Immune-related pneumonitis is an uncommon but potentially life-threatening adverse event associated with anti-programmed cell death protein-1 therapy, and has a higher recurrence rate than that of other pneumonitis. Glucocorticoids are the first treatment of choice for patients with immune-related pneumonitis over grade 1. Given the toxicity associated with glucocorticoids, they should be withdrawn gradually as soon as pneumonitis is controlled.
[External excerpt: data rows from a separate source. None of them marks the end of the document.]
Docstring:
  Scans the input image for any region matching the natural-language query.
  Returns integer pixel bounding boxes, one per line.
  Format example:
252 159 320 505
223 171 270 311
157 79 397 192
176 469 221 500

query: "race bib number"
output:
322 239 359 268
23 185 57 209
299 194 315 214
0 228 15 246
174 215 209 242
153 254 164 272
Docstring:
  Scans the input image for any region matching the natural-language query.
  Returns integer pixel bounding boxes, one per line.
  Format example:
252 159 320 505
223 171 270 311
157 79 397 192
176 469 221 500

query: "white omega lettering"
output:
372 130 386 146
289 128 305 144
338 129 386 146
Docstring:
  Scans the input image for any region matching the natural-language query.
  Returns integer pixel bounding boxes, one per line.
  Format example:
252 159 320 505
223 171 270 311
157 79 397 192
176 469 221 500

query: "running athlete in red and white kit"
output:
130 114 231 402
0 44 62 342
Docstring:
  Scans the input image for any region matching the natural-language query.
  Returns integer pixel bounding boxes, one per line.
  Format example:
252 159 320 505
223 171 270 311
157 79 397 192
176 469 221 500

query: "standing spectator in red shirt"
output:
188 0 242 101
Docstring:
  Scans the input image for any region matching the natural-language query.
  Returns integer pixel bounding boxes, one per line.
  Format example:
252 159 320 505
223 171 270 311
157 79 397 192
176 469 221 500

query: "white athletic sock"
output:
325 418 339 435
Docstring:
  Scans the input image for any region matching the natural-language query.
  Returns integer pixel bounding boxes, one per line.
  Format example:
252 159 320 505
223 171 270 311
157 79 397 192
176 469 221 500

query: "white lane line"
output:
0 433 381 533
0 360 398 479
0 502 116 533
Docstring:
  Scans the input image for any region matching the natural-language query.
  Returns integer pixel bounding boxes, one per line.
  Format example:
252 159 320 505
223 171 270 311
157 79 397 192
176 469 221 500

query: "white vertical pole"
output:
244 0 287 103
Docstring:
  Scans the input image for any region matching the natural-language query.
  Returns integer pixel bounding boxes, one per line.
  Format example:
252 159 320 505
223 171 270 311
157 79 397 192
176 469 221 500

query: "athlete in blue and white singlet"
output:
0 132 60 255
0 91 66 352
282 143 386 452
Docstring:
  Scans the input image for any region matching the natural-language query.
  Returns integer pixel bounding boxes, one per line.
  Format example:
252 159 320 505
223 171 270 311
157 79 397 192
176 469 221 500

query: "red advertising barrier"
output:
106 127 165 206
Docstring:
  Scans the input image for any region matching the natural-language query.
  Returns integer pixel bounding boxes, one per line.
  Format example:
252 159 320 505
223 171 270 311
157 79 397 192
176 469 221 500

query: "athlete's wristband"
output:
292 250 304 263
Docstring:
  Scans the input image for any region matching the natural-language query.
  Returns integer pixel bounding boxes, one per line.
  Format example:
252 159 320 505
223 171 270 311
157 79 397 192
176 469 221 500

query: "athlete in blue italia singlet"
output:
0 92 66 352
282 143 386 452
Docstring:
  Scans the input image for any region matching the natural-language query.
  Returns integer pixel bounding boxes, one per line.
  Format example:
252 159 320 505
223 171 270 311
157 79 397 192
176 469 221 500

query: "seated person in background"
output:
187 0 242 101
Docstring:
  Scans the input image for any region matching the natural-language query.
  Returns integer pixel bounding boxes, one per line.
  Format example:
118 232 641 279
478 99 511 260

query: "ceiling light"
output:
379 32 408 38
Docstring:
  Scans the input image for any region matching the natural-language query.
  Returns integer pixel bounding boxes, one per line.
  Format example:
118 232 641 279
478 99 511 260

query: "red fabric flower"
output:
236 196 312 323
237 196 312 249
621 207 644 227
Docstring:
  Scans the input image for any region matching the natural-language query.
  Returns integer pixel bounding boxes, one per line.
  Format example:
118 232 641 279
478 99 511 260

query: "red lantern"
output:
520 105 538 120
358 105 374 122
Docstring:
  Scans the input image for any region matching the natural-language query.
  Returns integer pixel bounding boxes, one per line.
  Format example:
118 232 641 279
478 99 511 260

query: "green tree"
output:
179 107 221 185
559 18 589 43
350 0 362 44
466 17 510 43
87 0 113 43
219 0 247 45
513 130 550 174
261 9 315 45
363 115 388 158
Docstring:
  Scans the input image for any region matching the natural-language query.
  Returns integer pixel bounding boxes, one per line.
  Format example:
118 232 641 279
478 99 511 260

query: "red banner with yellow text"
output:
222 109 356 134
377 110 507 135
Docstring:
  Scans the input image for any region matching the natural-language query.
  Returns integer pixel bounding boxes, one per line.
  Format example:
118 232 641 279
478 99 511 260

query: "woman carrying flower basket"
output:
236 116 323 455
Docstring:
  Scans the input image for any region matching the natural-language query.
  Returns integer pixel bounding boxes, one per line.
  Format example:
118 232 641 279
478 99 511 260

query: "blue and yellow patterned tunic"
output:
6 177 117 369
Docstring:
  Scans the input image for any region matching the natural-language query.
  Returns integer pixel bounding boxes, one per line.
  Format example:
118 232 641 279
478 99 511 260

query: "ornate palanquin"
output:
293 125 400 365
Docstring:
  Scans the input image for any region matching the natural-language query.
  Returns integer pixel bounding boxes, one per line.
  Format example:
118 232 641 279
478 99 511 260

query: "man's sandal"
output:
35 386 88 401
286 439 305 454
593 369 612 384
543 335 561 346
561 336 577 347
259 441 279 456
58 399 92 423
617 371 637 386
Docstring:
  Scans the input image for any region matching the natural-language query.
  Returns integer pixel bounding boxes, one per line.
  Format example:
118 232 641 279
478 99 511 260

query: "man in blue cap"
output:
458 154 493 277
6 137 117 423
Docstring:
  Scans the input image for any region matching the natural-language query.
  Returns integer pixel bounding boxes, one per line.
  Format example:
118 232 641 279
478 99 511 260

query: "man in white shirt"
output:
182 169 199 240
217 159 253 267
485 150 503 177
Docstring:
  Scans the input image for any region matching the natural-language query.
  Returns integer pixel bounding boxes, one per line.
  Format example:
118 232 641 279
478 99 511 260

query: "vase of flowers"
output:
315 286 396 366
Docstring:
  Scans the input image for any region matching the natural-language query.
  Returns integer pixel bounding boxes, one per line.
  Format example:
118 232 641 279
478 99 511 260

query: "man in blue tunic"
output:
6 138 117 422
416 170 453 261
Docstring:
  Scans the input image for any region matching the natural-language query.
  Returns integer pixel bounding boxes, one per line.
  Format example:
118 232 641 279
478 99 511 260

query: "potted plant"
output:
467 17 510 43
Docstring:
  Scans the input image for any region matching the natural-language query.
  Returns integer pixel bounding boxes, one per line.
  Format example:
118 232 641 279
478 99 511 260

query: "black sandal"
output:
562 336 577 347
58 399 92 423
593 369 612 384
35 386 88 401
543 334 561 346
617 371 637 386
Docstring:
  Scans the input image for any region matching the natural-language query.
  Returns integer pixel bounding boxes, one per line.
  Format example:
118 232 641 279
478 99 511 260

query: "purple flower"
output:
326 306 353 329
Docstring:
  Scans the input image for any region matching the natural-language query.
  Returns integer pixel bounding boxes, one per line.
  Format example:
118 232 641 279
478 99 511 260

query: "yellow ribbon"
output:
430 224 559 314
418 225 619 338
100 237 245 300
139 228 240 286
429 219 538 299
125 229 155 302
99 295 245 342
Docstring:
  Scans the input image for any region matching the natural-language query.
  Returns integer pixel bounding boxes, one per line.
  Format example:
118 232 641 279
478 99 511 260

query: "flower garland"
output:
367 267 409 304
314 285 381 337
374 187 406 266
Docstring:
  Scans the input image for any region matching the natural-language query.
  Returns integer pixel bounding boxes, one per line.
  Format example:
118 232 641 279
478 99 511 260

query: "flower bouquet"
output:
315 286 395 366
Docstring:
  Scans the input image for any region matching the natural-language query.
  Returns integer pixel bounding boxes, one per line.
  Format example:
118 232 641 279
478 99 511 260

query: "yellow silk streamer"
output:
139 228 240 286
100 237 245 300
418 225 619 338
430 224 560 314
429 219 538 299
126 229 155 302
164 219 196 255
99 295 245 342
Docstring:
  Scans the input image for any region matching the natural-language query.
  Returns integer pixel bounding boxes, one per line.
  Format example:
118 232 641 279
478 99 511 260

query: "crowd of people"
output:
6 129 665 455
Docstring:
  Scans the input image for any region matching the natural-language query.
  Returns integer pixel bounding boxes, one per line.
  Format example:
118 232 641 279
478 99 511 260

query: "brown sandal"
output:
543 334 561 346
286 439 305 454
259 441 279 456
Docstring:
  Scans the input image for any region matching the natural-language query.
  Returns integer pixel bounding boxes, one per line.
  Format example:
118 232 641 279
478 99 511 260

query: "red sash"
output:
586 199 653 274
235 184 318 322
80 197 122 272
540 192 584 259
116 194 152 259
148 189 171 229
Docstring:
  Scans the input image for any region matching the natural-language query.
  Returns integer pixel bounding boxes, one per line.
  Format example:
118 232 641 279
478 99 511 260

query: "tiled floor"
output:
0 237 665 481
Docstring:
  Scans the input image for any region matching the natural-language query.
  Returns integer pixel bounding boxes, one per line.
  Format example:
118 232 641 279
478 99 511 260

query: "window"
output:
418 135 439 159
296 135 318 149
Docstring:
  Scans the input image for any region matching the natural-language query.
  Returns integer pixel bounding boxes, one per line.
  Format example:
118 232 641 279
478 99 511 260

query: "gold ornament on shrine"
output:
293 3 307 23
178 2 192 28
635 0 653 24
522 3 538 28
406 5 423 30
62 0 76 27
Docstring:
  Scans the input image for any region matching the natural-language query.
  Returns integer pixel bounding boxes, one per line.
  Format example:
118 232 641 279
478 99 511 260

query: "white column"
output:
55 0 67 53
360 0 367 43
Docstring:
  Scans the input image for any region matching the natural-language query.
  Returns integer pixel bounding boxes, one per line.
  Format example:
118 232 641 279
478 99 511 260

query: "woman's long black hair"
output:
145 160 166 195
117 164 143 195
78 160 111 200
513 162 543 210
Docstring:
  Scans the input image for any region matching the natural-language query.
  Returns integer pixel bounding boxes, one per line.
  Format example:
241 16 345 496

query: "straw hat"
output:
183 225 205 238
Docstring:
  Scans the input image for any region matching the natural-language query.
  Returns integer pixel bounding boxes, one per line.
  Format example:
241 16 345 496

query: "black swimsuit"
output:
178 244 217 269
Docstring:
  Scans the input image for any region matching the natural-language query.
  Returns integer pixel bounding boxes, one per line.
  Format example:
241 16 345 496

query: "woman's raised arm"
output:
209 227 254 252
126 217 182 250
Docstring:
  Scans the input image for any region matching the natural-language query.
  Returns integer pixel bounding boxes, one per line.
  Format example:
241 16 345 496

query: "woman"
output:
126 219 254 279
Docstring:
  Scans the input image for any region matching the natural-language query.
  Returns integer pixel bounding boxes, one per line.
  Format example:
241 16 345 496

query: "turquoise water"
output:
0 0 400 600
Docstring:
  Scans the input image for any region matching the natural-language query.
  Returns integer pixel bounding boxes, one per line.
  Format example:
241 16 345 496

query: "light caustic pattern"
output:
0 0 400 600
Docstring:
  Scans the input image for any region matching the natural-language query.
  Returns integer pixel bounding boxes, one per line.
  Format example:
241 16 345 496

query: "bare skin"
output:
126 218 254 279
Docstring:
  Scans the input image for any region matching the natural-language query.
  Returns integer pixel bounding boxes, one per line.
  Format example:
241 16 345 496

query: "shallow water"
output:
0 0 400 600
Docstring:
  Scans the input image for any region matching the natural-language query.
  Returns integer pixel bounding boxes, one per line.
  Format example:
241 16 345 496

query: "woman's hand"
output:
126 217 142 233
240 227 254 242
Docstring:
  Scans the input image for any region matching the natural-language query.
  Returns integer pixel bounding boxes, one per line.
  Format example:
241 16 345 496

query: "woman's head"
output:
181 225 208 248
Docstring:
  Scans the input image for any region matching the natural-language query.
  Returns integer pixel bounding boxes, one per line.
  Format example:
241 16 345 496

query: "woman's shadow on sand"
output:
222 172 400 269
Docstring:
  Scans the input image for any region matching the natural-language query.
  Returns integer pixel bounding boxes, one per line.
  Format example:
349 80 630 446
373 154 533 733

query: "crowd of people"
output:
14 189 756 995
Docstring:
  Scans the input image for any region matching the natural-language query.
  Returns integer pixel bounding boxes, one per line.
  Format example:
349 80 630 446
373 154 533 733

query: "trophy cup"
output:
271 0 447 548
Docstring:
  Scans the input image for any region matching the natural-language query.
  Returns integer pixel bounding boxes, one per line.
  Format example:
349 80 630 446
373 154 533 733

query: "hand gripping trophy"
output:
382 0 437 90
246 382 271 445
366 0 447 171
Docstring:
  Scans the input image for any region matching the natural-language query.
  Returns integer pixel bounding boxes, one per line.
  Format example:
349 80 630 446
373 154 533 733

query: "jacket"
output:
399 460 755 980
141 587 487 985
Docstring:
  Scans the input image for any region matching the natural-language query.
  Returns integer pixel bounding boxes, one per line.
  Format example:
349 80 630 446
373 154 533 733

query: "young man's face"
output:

However, low-dose glucocorticoids are maintained in some patients to prevent immune-related pneumonitis.

CASE REPORT

We report a rare case of a patient with Hodgkin lymphoma who developed grade 2 immune-related pneumonitis, requiring long-term low-dose glucocorticoid maintenance therapy, during which pneumonitis disappeared, and complete response was achieved.

MANAGEMENT AND OUTCOME

Tislelizumab treatment was stopped tentatively, and the patient was given prednisone at an initiating dose of 1 mg/kg/d. The cough symptoms were relieved significantly, and pneumonitis was reduced. The prednisone gradually dwindled, but the immune-related pneumonitis was recurrent, requiring prednisone 10 mg daily maintenance therapy. Subsequently, prednisone and tislelizumab were administered simultaneously, and at present, pneumonitis disappeared and the lesions are in complete remission.

DISCUSSION

Low-dose glucocorticoids might play an important role in controlling the recurrence and development of immune-related pneumonitis. The dose and course of glucocorticoid in immune-related pneumonitis patients should be individualized to minimize the toxicity of glucocorticoid.